THE Play What I Wrote is both a dissection of double acts and a celebration of Morecambe and Wise.

Written by The Right Size comic coupling of Sean Foley and Hamish McColl in tandem with Eddie Braben, the chap what wrote little Ern's plays, the West End and Broadway hit is now in the hands of jocund actors Clive Hayward and Kim Wall.

Performing together for the first time on the play's latest tour but gelling like Superglue, they play Hayward & Wall, a double act in trouble after 12 years. Wall, the shorter, prickly one, has grown professionally jealous of Hayward, the tall one with the gags. He insists the partnership will continue only if they present the latest of his 72 unpublished plays, a French Revolution epic with a guest star.

Through a series of elaborate deceptions, Hayward and oleaginous producer David Pugh (one of a number of manic cameos for Andy Williams) dupe Wall into thinking the play will be presented with Sir Ian McKellen in the company. In reality, Hayward has signed up the comic duo for a Morecambe & Wise tribute, minus Sir Ian.

Hayward and the long-suffering Pugh must somehow keep up the pretence - Williams briefly transforming himself into Daryl Hannah, half woman, half kipper - and the delirious comedy then acquires a fifth gear with the arrival of a surprise guest. Last night, it was, glory be, Honor Blackman; later in the week a soap legend is promised and who knows who else.

Honor's role is to be subjected glamorously and good humouredly to humiliation and mockery at the hands of both Wall's hapless, innuendo-bedevilled script and the comic interjections of Hayward in playful Morecambe tradition.
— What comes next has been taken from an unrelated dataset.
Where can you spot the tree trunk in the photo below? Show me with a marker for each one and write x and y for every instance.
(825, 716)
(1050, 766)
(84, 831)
The Play What I Wrote is at once a delightful nostalgic re-creation of Eric and Ernie's comic sunshine - you wish for even more of the old magic - and a smart post-modern analysis of the often complex chemistry and vulnerability of double acts. In a show of unalloyed joy, the happy conclusion finds Hayward and Wall abed, just like Morecambe & Wise, affirming why each needs the other.